HomeNews EventsNews1st Singapore International Public Health Conference (SIPHC)

1st Singapore International Public Health Conference (SIPHC)

01 Oct 2012

(L-R): NUS Saw Swee Hock School of Public Health Dean, Prof Chia Kee Seng, Senior Minister of State for Health and Manpower Dr Amy Khor and Chairman of the Chapter of Public Health and Occupational Physicians Dr Eugene Shum, taking part in the opening ceremony featuring a festive drum group performance by Bukit Panjang Primary School. 

The recently concluded 1st Singapore International Public Health Conference held in conjunction with the 7th Singapore Public Health and Occupational Medicine Conference on 1 - 2 October 2012 at the Grand Copthorne Waterfront Hotel, Singapore, was a resounding success. More than 500 international and local delegates from government agencies, business, research institutions, institutes of learning, healthcare agencies, multilaterals and civil society from 15 countries gathered at this two-day multi-disciplinary conference to share ideas, unearth possibilities and drive action to address current public health issues such as the burden of diabetes, infectious diseases and workplace health and wellness in Singapore and the region. Both the School and the Chapter are very grateful to all sponsors, speakers, government agencies, international affiliates and media whose kind and generous support was vital for the success of the event.

Jointly organised by the National University of Singapore (NUS) Saw Swee Hock School of Public Health and the Chapter of Public Health and Occupational Physicians, Academy of Medicine, Singapore, this year’s theme was “Translating Public Health Research into Practice”, reflecting the needs to respond to the rapidly changing healthcare landscape and ever-evolving diseases and demographics, with evidence-based programmes and possibilities. The School also launched the Demographic Epidemiological Model of Singapore (DEMOS), a simulation model that forecasts the impact of public health interventions on the future burden of diseases and critical component of the Population Health Metrics and Analytics (PHMA) platform. The PHMA utilises public-domain create a simulated population of Singapore, which is then used to project the outcomes of unhealthy states or disease conditions, based not only on traditional data on ageing and demography but also on genes and other such risk factors.

As a pilot, the School has forecasted the burden of diabetes in Singapore, taking into account age, genes and level of obesity. The traditional method of forecasting the number of diabetics in the future is based on the ageing of the population. However, the rising trend of obesity – a major risk factor for diabetes – shows that such a method results in underestimation. In 2010, approximately 400,000 people in Singapore (11.3 per cent of the population) were diabetic, with one in three adults developing the disease by the age of 65. Using DEMOS, the School has been able to predict more accurately that by 2050, one in two adults will develop Type 2 diabetes in his lifetime.

Gracing the event was Minister of State for Health and Manpower, Dr Amy Khor, who launched the inaugural event. Esteemed speakers included the conference’s three keynote speakers - Professor Peter Piot, Director of the London School of Hygiene and Tropical Medicine; Professor Kenneth E. Warner, Avedis Donabedian Distinguished University Professor of Public Health at the University of Michigan School of Public Health, and Professor David L. Heymann who is Professor, Infectious Disease Epidemiology, at the London School of Hygiene and Tropical Medicine and Head and Senior Fellow, Centre on Global Health Security, Chatham House. Apart from the main conference proceedings, post-conference Special Interest Groups were also chaired by renowned academics, practitioners and industry leaders to facilitate interaction, networking and potential collaboration on research projects in the areas of ageing, infectious diseases and Type 2 diabetes prevention.

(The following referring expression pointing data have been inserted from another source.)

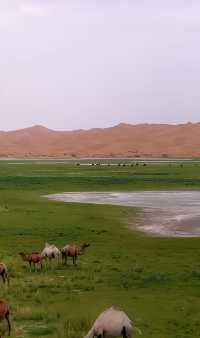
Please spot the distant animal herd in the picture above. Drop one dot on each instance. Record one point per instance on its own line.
(109, 324)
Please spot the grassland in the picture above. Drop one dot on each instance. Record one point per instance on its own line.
(156, 280)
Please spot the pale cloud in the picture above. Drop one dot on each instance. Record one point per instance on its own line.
(83, 63)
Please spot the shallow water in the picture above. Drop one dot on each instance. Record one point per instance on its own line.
(166, 213)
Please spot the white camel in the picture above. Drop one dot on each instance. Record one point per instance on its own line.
(50, 251)
(111, 323)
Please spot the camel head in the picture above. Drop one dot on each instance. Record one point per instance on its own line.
(83, 247)
(23, 255)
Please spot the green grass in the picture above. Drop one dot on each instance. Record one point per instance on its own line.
(156, 280)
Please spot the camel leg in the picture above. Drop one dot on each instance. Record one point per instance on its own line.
(74, 260)
(8, 279)
(124, 334)
(3, 277)
(9, 324)
(65, 259)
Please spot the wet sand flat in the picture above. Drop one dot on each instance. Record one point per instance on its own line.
(166, 213)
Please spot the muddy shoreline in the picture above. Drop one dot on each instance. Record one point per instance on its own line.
(165, 213)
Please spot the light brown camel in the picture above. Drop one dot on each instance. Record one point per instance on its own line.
(4, 272)
(34, 258)
(4, 315)
(50, 252)
(72, 250)
(111, 323)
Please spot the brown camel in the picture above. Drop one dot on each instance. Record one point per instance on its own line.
(72, 250)
(4, 315)
(4, 272)
(34, 258)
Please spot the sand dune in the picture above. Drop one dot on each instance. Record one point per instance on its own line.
(121, 140)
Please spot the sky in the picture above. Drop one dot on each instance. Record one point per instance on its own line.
(70, 64)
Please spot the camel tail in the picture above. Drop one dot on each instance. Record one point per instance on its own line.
(90, 334)
(138, 330)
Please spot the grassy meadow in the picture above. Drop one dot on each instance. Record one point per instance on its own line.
(156, 280)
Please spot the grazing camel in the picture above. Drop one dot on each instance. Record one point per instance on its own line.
(4, 272)
(111, 323)
(50, 252)
(72, 250)
(34, 258)
(4, 315)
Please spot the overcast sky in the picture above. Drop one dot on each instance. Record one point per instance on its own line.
(70, 64)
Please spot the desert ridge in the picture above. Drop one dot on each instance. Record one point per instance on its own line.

The conference both timely and crucial as we collectively face the escalating threat that health issues pose to the well-being, social, political and economic welfare of many countries around the world. Not only will the active exchange of ideas and robust discussions further promote and reinforce the common understanding between our School and our partners in our continuing efforts to address public health issues, it also reiterates the School’s commitment to becoming the regional leader in public health research, education and training.